Cyber Espionage: What the five Chinese officials did and how to protect your organization
by Mike Bailey
Attorney General Eric Holder's announced the indictment of five Chinese officials for computer crimes against corporations including Alcoa, U.S. Steel, Westinghouse, Allegheny Technologies, United Steelworkers International Union, and SolarWorld sent shock waves through the world. Previously there have been numerous allegations of Chinese hackers attacking U.S. corporations, including the New York Times, Google, and many others. But this is the first time that the United States has taken such a bold stance against China's hackers. Beyond political implications, the issue of cyber espionage is just one on the growing list of cyber threats faced by corporations every day.
What does cyber espionage look like?
Cyber espionage is much simpler than the name would imply. It doesn't necessarily include a collection of screens spewing green numbers. It typically involves techniques that are well-known and documented.
According to an article by the Pittsburgh Business Times the attack on U.S. Steel, part of the indictments of the five Chinese officials, originated in a specific type of email phishing attack.:
"That's exactly the situation faced by about 20 U.S. Steel Corp. employees who received an email in early 2010 from the then-CEO John Surma. But that email wasn't from Surma at all. It was instead the vanguard of a sophisticated cyber attack by a group of tech-savvy Chinese military officers bent on gaining access to U.S. Steel's computer systems, according to a federal indictment released Monday.
At least one, and possibly several, U.S. Steel (NYSE: X) employees fell for the trap, allowing the hackers to install malware that helped them gain access to the steelmaker's system.
That's a technique called spearphishing, where specific people — usually at a company — are targeted in an attempt to gain access to a computer system."
Cyber espionage in this case is nothing more than a Nigerian prince with some targeting from social networks and a new identity. Yet companies worldwide keep suffering these types of attacks by not training their end users of the warning signals and safe behaviors to protect themselves and their employer.
What are the economic costs of cyber threats?
According to a report released by the Center for Strategic and International Studies, United States corporations lose $100 billion every year due to cyber-espionage. This doesn't include the loss of intellectual property and data breaches, which is estimated to have a $1 trillion effect on the global economy. The U.S. Cyber Command says there are 6 million attacks a day just on government networks.
Beyond the direct economic costs mentioned above, firms need to consider the indirect costs of having a competitive advantage over their competitors. The allegations by the Attorney General is that these cyber breaches by Chinese hackers are for the benefit of Chinese state-owned companies, and there appears to be truth behind that statement. According to an article from the Pittsburgh Post-Gazette about the indictment:
"In 2007, Westinghouse signed contracts with a Chinese government-owned company for the construction and operation of four nuclear reactors, according to the indictment. Unit 61398 then stole specifications that would allow the Chinese to build similar plants without any of the research costs incurred by Westinghouse, prosecutors allege. "In total, between in or about 2010 and in or about 2012, members of the conspiracy stole at least 1.4 gigabytes of data, the equivalent of roughly 700,000 pages of email messages and attachments, from Westinghouse's computers," the indictment said. In 2010, the defendants accessed U.S. Steel's computers while the Downtown-based steelmaker was engaged in anti-dumping litigation involving seamless steel pipes that Chinese firms were selling to the U.S. at unfair prices, investigators alleged."
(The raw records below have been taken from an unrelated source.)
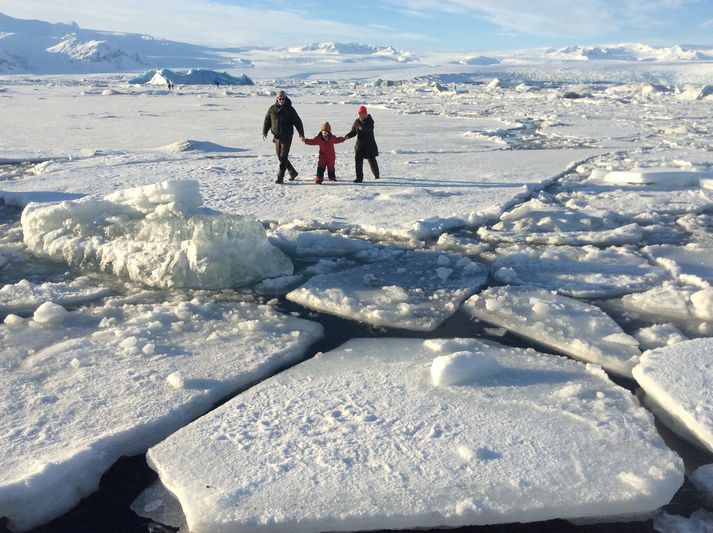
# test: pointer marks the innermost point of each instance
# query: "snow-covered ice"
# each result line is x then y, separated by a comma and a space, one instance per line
582, 272
702, 478
79, 389
475, 153
156, 235
541, 222
24, 296
570, 326
359, 438
678, 379
417, 290
690, 263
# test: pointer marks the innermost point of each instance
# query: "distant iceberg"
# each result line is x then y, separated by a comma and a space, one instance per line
196, 76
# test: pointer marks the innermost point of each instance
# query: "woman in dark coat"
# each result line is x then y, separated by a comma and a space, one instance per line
365, 147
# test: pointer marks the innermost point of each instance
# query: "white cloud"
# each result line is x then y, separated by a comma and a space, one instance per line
545, 17
196, 21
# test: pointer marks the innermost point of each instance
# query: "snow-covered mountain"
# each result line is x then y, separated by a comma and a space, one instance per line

The direct and indirect economic costs are terrifying in and of themselves, and they are not going away. In fact, they're increasing- quite dramatically. According to a report by the World Economic Forum in conjunction with McKinsey, the cyber security threats could cost the global economy $3 trillion by 2020, an estimated 200% increase in under 6 years.
We are the weakest link: Stop sitting on the sidelines
Many organizations, analyst and experts consider humans to be the weakest link in cyber security. And yet day after day we hear about new breaches and don't do enough to prevent breaches from happening in the first place. An article just released by Bloomberg confirms the opinions held by so many in information security. Trained end users can be your best front line of defense in detecting intrusions and dealing with breaches quickly.
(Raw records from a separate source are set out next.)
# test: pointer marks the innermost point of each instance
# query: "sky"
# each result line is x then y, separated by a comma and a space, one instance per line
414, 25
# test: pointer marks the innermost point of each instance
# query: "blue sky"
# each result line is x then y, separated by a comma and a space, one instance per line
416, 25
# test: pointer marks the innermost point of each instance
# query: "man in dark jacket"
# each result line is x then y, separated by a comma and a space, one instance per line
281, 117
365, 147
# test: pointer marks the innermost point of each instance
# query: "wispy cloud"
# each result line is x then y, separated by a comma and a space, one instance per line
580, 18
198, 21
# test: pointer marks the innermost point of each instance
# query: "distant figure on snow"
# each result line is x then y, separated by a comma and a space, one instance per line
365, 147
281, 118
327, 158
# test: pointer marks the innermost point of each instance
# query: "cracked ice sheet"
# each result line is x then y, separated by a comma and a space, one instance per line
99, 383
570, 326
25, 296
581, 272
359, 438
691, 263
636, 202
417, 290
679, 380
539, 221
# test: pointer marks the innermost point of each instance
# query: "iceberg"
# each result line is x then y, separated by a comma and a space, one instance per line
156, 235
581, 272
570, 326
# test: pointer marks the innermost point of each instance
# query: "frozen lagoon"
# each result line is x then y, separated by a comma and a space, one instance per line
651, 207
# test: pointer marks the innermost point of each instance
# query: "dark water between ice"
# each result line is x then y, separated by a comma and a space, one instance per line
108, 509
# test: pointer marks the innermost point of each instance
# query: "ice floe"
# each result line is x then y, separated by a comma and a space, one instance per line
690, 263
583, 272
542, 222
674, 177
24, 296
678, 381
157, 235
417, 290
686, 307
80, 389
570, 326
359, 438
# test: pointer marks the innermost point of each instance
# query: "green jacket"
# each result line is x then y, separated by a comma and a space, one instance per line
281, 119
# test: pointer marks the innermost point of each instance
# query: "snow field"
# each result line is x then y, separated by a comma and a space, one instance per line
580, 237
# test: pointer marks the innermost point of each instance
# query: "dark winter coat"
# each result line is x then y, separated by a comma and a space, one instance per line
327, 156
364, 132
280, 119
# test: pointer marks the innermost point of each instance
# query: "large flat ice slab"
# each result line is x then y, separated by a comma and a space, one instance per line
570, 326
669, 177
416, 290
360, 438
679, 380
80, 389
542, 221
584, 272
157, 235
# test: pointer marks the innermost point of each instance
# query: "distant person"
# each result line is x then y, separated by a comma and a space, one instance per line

End users must first be aware of the threats, but also trained effectively in identifying and reporting suspicious links, attachments, text messages, applications and other forms of communication. This organizational change in most cases doesn't happen overnight, even if you equip yourself with training and start building an education program immediately.
So how do you get started? First, if end user security awareness and training is something that is not a priority at your organization, you need to build a business case. We have a great resource that shows you how to do just that, a replay of a webinar we recently conducted on the same topic.
Additionally, you'll need to start building security awareness in your company culture, and we have a great resource on that topic as well.
Doing the training- right
Beyond awareness and building a culture, you need training. Before you look in the direction of consultants or a company that can provide manual training, consider this: Is the solution scalable?
If it isn't, the solution will likely cost so much money that your business case for training will fall apart. In-person instruction and training is not only expensive, but severely hampers productivity, requires dedicated classroom space, and cannot be implemented quickly due to the logistics.
The second question you need to consider is: Will the solution work?
Applications that engage users are the future of learning and retaining information. They're more effective than traditional in-person instruction, videos, or presentations. Additionally, users want to be engaged. Apple recently released theirmost popular app categories, and #1 was the games category, while #2 was the education category. The opportunity to engage and train your end users is out there and available.
It really comes down to this: Do you need a security and awareness training platform given all the facts and recent stories about cyber threats? We're leaving that up to you to decide.